Armenta was quiet for a long while.

“Why do you tell me this?” Erin asked.

“Because you played for me. When I hear ‘Keep Me In Your Heart,’ I think of Gustavo and Dulce. Of course this is why.”

“Where is Dulce?”

“Here. She doesn’t leave her room very often. It has been two years but he was her whole world and now he is gone. I gave her kilos of American dollars and told her to go into the world, anywhere she wants to go. But no.”

Erin stared out the window. The breeze was stiffer now and it hissed through the palms and pocked the lagoon. To the southeast there was an indigo glow in the usually pale blue sky. She wondered why the birds had stopped singing. The pigeons had left her balcony. She thought of Heriberto’s hurricane and of Bradley and of the small life brewing inside her. “Is your wife here?”

“She died.”

“I’m sorry.” For a moment she allowed herself to think of Armenta as a decent man but the moment passed. “Your son Saturnino has threatened to rape me.”

“He will not rape you while I am alive.”

She turned and looked at him. “But you will let him skin me in eight days if you are not made richer?”

“Yes. That is the agreement.”

“You are beyond my comprehension.”

“We can comprehend each other through music.”

“I will play no more music for killers and torturers.”

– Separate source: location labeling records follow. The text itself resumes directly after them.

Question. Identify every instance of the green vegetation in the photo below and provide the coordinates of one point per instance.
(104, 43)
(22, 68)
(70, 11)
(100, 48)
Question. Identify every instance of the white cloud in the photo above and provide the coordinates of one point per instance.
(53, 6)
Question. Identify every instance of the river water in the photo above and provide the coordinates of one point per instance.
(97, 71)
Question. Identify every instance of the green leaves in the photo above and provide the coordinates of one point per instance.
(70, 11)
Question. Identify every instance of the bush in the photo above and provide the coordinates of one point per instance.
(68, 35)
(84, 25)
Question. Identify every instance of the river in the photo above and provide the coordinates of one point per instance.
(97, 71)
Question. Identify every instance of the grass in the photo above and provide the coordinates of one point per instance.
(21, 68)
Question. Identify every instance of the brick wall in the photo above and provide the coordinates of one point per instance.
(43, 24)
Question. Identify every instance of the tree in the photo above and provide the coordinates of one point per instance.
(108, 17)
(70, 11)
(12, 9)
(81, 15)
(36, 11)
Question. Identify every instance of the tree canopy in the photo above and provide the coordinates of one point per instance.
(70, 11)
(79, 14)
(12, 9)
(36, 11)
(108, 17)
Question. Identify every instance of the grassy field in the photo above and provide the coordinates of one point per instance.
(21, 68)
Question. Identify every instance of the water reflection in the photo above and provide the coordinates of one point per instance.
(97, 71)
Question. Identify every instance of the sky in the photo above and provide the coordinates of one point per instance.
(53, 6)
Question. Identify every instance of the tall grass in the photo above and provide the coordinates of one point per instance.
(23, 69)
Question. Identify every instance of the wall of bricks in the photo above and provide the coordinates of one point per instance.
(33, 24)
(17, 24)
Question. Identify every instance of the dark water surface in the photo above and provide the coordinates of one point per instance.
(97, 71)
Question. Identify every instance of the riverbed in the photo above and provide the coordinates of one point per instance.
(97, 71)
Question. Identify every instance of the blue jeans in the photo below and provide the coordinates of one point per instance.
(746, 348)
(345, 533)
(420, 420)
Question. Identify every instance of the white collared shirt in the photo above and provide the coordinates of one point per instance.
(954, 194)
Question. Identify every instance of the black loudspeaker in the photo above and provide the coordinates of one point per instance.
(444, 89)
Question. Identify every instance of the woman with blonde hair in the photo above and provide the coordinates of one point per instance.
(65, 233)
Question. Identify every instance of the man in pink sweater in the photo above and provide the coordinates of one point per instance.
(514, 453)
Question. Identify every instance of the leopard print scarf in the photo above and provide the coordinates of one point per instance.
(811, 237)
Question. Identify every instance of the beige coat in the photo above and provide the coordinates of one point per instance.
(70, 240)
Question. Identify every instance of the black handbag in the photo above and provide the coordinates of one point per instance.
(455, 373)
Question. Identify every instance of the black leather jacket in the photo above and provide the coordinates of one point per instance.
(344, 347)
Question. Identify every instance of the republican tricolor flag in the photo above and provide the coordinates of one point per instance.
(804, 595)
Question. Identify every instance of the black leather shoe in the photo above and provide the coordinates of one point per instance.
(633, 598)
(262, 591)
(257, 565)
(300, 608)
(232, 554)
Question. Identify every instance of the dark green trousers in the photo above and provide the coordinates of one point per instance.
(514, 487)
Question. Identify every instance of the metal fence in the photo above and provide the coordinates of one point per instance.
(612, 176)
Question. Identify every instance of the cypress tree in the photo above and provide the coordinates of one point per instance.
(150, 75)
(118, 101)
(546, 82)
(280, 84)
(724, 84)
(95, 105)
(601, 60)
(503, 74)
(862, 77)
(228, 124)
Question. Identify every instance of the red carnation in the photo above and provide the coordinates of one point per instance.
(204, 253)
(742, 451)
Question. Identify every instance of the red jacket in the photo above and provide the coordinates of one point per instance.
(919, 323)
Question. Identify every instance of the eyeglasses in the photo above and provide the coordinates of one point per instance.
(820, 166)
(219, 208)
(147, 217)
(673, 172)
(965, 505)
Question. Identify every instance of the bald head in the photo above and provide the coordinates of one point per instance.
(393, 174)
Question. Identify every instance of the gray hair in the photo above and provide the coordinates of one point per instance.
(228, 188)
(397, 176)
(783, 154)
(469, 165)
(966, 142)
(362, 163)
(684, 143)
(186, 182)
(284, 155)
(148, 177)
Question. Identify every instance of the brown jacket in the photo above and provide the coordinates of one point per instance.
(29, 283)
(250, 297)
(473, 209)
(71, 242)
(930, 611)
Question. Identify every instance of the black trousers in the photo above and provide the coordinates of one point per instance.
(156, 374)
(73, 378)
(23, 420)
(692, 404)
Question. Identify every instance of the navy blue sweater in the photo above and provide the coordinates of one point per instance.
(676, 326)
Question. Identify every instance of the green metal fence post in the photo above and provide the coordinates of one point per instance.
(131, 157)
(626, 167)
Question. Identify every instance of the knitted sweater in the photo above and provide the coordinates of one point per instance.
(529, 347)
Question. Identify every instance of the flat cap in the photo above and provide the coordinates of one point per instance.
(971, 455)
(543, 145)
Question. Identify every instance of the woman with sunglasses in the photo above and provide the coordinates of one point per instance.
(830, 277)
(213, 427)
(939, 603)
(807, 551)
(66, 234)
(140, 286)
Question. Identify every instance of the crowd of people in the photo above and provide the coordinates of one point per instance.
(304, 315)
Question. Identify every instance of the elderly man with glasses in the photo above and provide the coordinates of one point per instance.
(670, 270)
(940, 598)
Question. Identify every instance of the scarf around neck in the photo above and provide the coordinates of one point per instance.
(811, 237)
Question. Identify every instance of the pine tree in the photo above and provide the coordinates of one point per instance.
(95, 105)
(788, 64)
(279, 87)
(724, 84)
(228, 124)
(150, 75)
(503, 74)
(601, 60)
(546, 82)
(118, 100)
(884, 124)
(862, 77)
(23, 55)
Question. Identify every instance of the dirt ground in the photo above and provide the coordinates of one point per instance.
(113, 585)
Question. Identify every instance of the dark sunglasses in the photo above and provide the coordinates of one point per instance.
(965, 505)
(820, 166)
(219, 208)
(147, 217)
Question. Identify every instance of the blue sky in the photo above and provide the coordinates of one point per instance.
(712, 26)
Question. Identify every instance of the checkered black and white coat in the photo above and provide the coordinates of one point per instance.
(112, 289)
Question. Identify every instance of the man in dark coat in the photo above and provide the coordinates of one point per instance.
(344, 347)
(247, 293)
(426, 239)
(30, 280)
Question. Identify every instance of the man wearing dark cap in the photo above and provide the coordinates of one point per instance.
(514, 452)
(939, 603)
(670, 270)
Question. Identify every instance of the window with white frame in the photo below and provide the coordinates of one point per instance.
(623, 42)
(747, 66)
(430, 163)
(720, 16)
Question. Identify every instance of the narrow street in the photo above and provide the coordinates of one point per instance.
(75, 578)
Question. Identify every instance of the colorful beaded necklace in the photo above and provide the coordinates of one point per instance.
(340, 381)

“Of course you will. It is your weapon. It is how you fight. You will play long and loud and with passion. The Jaguars of Veracruz will perform here the night after tomorrow. It will be a substantial evening. But first, I will give you the stage.”

“I will not perform.”

“Oh?” Armenta gave his eyes a histrionic roll. He looked away from her and raised his eyebrows. “You should know that your husband’s courier is nowhere near here. He has not been communicating with us. I think he maybe has experienced the temptation of the big money.”